Andreas Wirsching: Es wird zwischen den Historikern auf russischer und auf deutscher Seite schon auch über aktuelle Fragen geredet, ohne dass man aus meiner Kenntnis und Erfahrung jedenfalls sagen könnte, dass wir jetzt die von Ihnen gerade angesprochenen aktuellen, wirklich dramatischen Ereignisse jetzt gewissermaßen einer intellektuellen Lösung zuführen. Das wäre übertrieben zu sagen, denn wir sind natürlich Historiker und beschäftigen uns nicht mit der absoluten unmittelbaren Gegenwart.
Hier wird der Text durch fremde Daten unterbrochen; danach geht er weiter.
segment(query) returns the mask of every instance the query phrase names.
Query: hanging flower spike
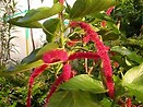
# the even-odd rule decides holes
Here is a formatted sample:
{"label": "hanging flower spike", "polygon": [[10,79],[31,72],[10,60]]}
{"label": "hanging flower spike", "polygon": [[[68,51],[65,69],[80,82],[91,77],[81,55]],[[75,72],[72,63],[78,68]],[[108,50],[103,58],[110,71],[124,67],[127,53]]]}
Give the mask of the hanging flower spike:
{"label": "hanging flower spike", "polygon": [[90,35],[85,35],[84,37],[83,37],[83,44],[87,44],[88,41],[90,41]]}
{"label": "hanging flower spike", "polygon": [[57,61],[64,62],[68,60],[68,54],[61,49],[51,50],[44,54],[43,60],[45,63],[53,63]]}
{"label": "hanging flower spike", "polygon": [[83,28],[86,35],[90,35],[91,40],[95,43],[95,46],[97,47],[97,54],[103,61],[104,76],[105,76],[106,87],[108,90],[108,95],[110,98],[114,98],[115,88],[114,88],[114,81],[112,81],[112,69],[111,69],[109,56],[107,54],[108,52],[107,47],[103,44],[103,41],[100,41],[98,34],[95,31],[93,31],[88,24],[84,22],[72,22],[70,25],[78,25],[81,28]]}
{"label": "hanging flower spike", "polygon": [[100,25],[102,25],[103,27],[105,27],[105,26],[106,26],[106,21],[100,22]]}
{"label": "hanging flower spike", "polygon": [[69,40],[67,43],[67,45],[70,46],[70,47],[73,47],[73,46],[75,46],[78,44],[78,41],[79,41],[78,39],[72,39],[72,40]]}
{"label": "hanging flower spike", "polygon": [[61,4],[63,4],[63,3],[64,3],[64,0],[59,0],[59,2],[60,2]]}
{"label": "hanging flower spike", "polygon": [[62,71],[63,81],[69,81],[72,76],[71,66],[65,63]]}
{"label": "hanging flower spike", "polygon": [[28,95],[26,99],[26,107],[31,107],[32,87],[33,87],[35,78],[38,76],[41,72],[44,72],[47,67],[48,67],[47,64],[43,64],[39,68],[34,69],[34,71],[32,72],[28,80]]}
{"label": "hanging flower spike", "polygon": [[131,100],[131,98],[128,98],[126,100],[126,107],[132,107],[132,100]]}
{"label": "hanging flower spike", "polygon": [[110,13],[112,12],[114,9],[115,9],[115,7],[110,7],[110,8],[106,11],[106,14],[107,14],[107,15],[110,15]]}
{"label": "hanging flower spike", "polygon": [[59,78],[53,82],[50,91],[49,91],[49,94],[47,96],[47,98],[45,99],[45,105],[44,107],[47,107],[48,103],[49,103],[49,99],[50,97],[52,96],[52,94],[56,92],[57,87],[64,81],[69,81],[71,78],[73,78],[74,74],[73,74],[73,71],[71,71],[71,66],[65,63],[63,66],[63,70],[62,70],[62,73],[59,75]]}

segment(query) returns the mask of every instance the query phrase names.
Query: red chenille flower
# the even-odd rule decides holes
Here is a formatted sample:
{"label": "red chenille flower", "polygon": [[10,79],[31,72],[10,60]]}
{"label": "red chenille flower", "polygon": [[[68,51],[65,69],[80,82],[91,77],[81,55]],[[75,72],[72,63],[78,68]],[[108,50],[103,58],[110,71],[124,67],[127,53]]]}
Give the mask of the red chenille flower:
{"label": "red chenille flower", "polygon": [[61,49],[51,50],[51,51],[44,54],[43,60],[45,63],[52,63],[57,61],[64,62],[68,60],[68,54]]}
{"label": "red chenille flower", "polygon": [[70,55],[68,60],[82,59],[82,58],[97,60],[99,56],[96,52],[75,52]]}
{"label": "red chenille flower", "polygon": [[59,0],[59,2],[60,2],[61,4],[63,4],[63,3],[64,3],[64,0]]}
{"label": "red chenille flower", "polygon": [[[111,11],[111,9],[108,11],[108,14],[110,11]],[[71,25],[74,25],[74,27],[75,27],[75,25],[78,25],[81,28],[83,28],[84,32],[86,33],[86,35],[90,36],[87,38],[90,38],[90,40],[95,43],[95,47],[97,48],[97,54],[103,61],[103,70],[104,70],[106,87],[108,90],[108,95],[110,98],[114,98],[115,97],[115,90],[114,90],[114,81],[112,81],[112,69],[111,69],[111,63],[110,63],[110,59],[108,56],[107,47],[100,40],[100,38],[98,37],[98,34],[94,29],[92,29],[92,27],[87,23],[72,22]]]}
{"label": "red chenille flower", "polygon": [[114,9],[115,9],[115,7],[110,7],[110,8],[106,11],[106,14],[107,14],[107,15],[110,15],[110,13],[112,12]]}
{"label": "red chenille flower", "polygon": [[69,81],[72,76],[71,66],[65,63],[62,69],[63,81]]}

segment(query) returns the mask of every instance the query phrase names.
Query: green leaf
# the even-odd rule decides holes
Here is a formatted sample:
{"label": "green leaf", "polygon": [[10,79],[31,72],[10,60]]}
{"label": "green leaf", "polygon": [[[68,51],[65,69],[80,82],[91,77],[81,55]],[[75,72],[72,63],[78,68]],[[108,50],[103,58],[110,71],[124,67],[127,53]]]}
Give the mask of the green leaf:
{"label": "green leaf", "polygon": [[17,22],[23,16],[13,17],[13,19],[9,20],[8,22],[13,25],[21,26],[21,27],[41,28],[41,24],[37,21],[31,22],[31,23]]}
{"label": "green leaf", "polygon": [[122,79],[122,85],[143,103],[143,63],[127,71]]}
{"label": "green leaf", "polygon": [[55,3],[51,8],[43,7],[38,9],[29,10],[24,17],[20,19],[17,22],[35,22],[39,20],[47,19],[49,16],[56,15],[57,13],[61,12],[64,7],[60,3]]}
{"label": "green leaf", "polygon": [[111,48],[111,51],[116,51],[123,56],[127,56],[130,60],[135,61],[139,64],[143,62],[143,58],[141,56],[138,56],[134,51],[131,51],[126,47],[115,46]]}
{"label": "green leaf", "polygon": [[69,91],[88,91],[94,94],[107,92],[102,81],[95,80],[87,74],[80,74],[72,78],[70,81],[61,84],[60,88]]}
{"label": "green leaf", "polygon": [[55,32],[57,31],[59,26],[59,19],[50,19],[44,22],[44,32],[47,35],[46,39],[47,41],[52,41],[55,37]]}
{"label": "green leaf", "polygon": [[45,52],[50,51],[50,50],[56,49],[56,48],[58,48],[57,44],[48,43],[41,49],[39,49],[39,51],[36,54],[36,59],[41,58]]}
{"label": "green leaf", "polygon": [[16,67],[9,68],[8,70],[0,71],[0,76],[7,76],[10,74],[16,74],[16,73],[20,73],[23,71],[27,71],[33,68],[37,68],[37,67],[41,66],[43,63],[44,63],[43,60],[37,60],[32,63],[19,64]]}
{"label": "green leaf", "polygon": [[21,64],[22,63],[29,63],[32,61],[34,61],[36,59],[36,54],[39,51],[39,48],[32,51],[27,57],[25,57],[22,61],[21,61]]}
{"label": "green leaf", "polygon": [[116,0],[76,0],[70,12],[70,19],[85,16],[107,10],[109,7],[115,5]]}
{"label": "green leaf", "polygon": [[111,107],[111,100],[109,100],[109,98],[104,98],[100,104],[103,105],[103,107]]}
{"label": "green leaf", "polygon": [[102,107],[92,95],[82,91],[62,91],[51,96],[47,107]]}

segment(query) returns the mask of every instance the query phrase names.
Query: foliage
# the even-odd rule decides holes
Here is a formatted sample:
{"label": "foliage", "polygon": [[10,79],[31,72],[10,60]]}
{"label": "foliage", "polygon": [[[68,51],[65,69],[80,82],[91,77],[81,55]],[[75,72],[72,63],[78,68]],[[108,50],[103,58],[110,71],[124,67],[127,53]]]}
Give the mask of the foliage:
{"label": "foliage", "polygon": [[[76,0],[72,8],[67,1],[63,7],[63,1],[53,0],[51,8],[29,10],[24,16],[8,21],[21,27],[43,28],[47,36],[47,44],[32,51],[19,66],[0,70],[4,76],[1,79],[25,74],[24,86],[14,88],[14,93],[24,96],[24,103],[9,104],[24,106],[26,102],[27,107],[141,106],[143,57],[126,46],[132,38],[127,38],[109,16],[119,1]],[[56,14],[57,17],[50,19]],[[46,21],[39,23],[40,20]],[[64,24],[67,20],[68,25]],[[8,84],[7,81],[3,84]]]}
{"label": "foliage", "polygon": [[14,26],[7,22],[8,16],[16,12],[15,5],[16,2],[11,0],[0,1],[0,67],[8,66],[9,63],[16,63],[14,59],[11,58],[11,52],[14,45],[11,43],[15,36],[12,36],[11,33],[14,32]]}

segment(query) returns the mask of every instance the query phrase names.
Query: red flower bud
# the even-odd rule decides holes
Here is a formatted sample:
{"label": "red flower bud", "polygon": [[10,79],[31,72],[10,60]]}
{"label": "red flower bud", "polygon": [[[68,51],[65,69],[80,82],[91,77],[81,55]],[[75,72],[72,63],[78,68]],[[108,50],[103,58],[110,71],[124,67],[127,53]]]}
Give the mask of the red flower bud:
{"label": "red flower bud", "polygon": [[51,51],[46,52],[43,56],[43,60],[46,63],[52,63],[52,62],[57,62],[57,61],[64,62],[68,60],[68,54],[61,49],[51,50]]}

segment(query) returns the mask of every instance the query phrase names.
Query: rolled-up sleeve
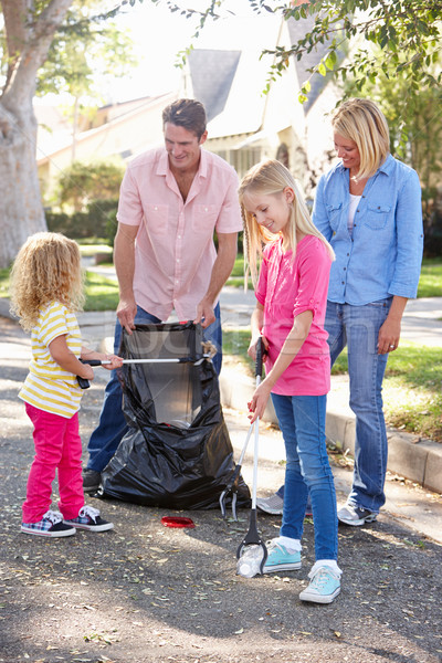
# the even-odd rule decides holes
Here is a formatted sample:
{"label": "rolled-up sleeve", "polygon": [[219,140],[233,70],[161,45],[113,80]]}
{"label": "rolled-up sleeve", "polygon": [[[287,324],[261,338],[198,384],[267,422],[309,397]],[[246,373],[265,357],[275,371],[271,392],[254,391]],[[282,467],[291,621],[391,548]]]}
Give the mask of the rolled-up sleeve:
{"label": "rolled-up sleeve", "polygon": [[398,196],[396,210],[397,259],[389,286],[391,295],[415,297],[423,252],[421,186],[411,170]]}
{"label": "rolled-up sleeve", "polygon": [[235,172],[231,172],[224,200],[217,220],[218,233],[240,232],[242,230],[241,208],[238,199],[239,180]]}
{"label": "rolled-up sleeve", "polygon": [[143,221],[143,204],[137,182],[130,168],[127,168],[119,189],[117,220],[127,225],[140,225]]}

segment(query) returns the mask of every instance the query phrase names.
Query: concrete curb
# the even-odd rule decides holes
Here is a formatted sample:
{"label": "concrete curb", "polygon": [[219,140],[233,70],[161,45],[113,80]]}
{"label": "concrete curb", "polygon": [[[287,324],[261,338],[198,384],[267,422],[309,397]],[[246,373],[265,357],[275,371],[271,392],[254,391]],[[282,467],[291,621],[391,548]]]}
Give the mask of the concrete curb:
{"label": "concrete curb", "polygon": [[[9,301],[0,297],[0,316],[11,318]],[[113,351],[113,333],[115,312],[86,313],[78,315],[78,323],[87,343],[90,329],[101,328],[101,340],[93,335],[91,347],[102,351]],[[104,332],[104,334],[103,334]],[[332,378],[332,383],[334,379]],[[225,408],[246,410],[246,403],[254,391],[253,378],[245,375],[241,368],[231,368],[224,364],[220,377],[221,402]],[[343,452],[355,452],[355,415],[348,408],[348,398],[339,396],[327,401],[326,434],[330,444]],[[344,400],[347,403],[344,406]],[[263,421],[277,424],[272,403],[269,403]],[[389,442],[388,470],[419,483],[429,491],[442,493],[442,444],[431,440],[422,440],[410,433],[401,433],[394,429],[387,431]]]}
{"label": "concrete curb", "polygon": [[[254,391],[251,377],[238,369],[223,366],[220,377],[223,407],[245,410]],[[272,403],[265,410],[263,421],[277,424]],[[355,415],[327,410],[327,442],[343,452],[355,453]],[[419,483],[429,491],[442,493],[442,445],[431,440],[419,440],[410,433],[393,429],[387,431],[390,472]]]}

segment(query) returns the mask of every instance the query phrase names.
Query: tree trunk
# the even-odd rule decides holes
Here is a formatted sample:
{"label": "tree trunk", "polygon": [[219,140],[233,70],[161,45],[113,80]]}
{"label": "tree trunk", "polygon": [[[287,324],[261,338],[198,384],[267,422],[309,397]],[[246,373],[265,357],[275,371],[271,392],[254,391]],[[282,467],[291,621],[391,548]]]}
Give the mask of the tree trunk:
{"label": "tree trunk", "polygon": [[36,120],[32,106],[14,117],[0,102],[0,267],[25,239],[46,230],[35,161]]}
{"label": "tree trunk", "polygon": [[38,13],[30,0],[0,0],[10,45],[10,71],[0,97],[0,267],[25,239],[45,230],[35,160],[35,75],[72,0],[51,0]]}

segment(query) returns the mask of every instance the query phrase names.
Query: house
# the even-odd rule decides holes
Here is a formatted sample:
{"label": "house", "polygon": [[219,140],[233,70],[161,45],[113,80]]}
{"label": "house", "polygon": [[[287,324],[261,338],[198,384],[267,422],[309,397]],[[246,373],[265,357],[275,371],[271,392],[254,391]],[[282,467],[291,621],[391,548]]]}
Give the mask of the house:
{"label": "house", "polygon": [[[162,137],[162,108],[178,98],[177,93],[141,97],[98,108],[91,128],[76,135],[75,159],[123,159],[140,154]],[[43,112],[35,106],[39,120],[38,168],[43,196],[49,199],[61,172],[72,164],[72,128],[60,119],[52,133],[44,130]],[[45,112],[48,114],[48,110]]]}
{"label": "house", "polygon": [[[339,91],[330,76],[307,71],[327,53],[327,45],[302,61],[294,59],[281,76],[269,82],[273,60],[261,57],[263,48],[288,46],[312,28],[313,18],[295,21],[269,17],[262,34],[255,25],[244,31],[242,45],[224,49],[196,49],[188,57],[182,96],[200,99],[208,113],[206,147],[229,161],[242,177],[264,158],[281,159],[311,191],[329,167],[333,141],[326,114]],[[298,93],[311,80],[308,102]]]}
{"label": "house", "polygon": [[[120,158],[128,160],[162,140],[161,112],[181,96],[201,101],[208,114],[209,138],[204,148],[219,154],[242,177],[264,158],[281,159],[308,193],[317,176],[329,166],[332,130],[324,119],[338,98],[338,91],[328,77],[315,74],[312,93],[304,105],[298,102],[303,83],[311,78],[307,69],[327,52],[294,59],[282,75],[270,82],[269,71],[274,59],[262,56],[263,49],[288,48],[311,28],[313,18],[281,20],[276,14],[248,19],[238,31],[229,23],[212,25],[202,43],[210,48],[190,51],[181,88],[157,97],[141,97],[99,108],[88,126],[83,125],[73,146],[72,131],[54,131],[45,141],[39,140],[39,176],[42,190],[50,194],[60,172],[75,159]],[[212,48],[214,34],[224,35],[223,48]],[[224,48],[225,34],[229,48]]]}

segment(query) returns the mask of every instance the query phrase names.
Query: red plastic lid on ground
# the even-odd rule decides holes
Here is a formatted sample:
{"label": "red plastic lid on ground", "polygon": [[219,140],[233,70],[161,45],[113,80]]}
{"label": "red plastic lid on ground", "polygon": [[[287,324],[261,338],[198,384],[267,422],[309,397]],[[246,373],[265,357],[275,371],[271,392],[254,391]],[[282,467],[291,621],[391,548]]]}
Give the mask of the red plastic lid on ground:
{"label": "red plastic lid on ground", "polygon": [[165,527],[194,527],[194,523],[191,518],[185,518],[182,516],[162,516],[161,523]]}

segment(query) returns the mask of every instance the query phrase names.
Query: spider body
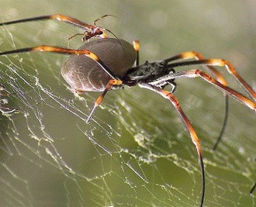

Insofern ist die Antwort so ein bisschen ja und nein. Es wird gesprochen, es wird auch relativ offen gesprochen, aber immer gewissermaßen eingeklammert in dem Sinne, dass wir jetzt keine aktuelle Politik betreiben können.
Fischer: Nun sind Historiker ja meistens der historischen Wahrheit verpflichtet, während inmitten einer kriegerischen Auseinandersetzung in der Politik vor allem auch die mediale Propagandamaschinerie in Stellung gebracht wird. Damit ist aber das Heute, das demnächst ja erst historisch wird, mit einer völlig anderen Quellenlage verbunden als vor 50 Jahren, nämlich zum Beispiel mit einfach zu manipulierenden Aussagen im Netz. Wie gehen Sie als Historiker mit so etwas um?
Wirsching: Die Frage ist völlig berechtigt. Man kann für die Gegenwart auch als Historiker natürlich immer nur begrenzte Aussagen machen, denn wie Sie völlig richtig andeuten: Wir brauchen im Grunde dann eine Quellenkritik und wir brauchen überhaupt Quellen, um zum Beispiel die jüngste Vergangenheit, die allerjüngste Vergangenheit und unsere Gegenwart auch mit wissenschaftlichen Für Methoden beurteilen zu können. Das, würde ich sagen, steht uns im Augenblick nicht zur Verfügung, diese Möglichkeit.
Fischer: Und die Quellen, wie gesagt, sind ja häufig manipuliert. Die Frage wäre aber: Kann man so was in 15 Jahren überhaupt noch feststellen?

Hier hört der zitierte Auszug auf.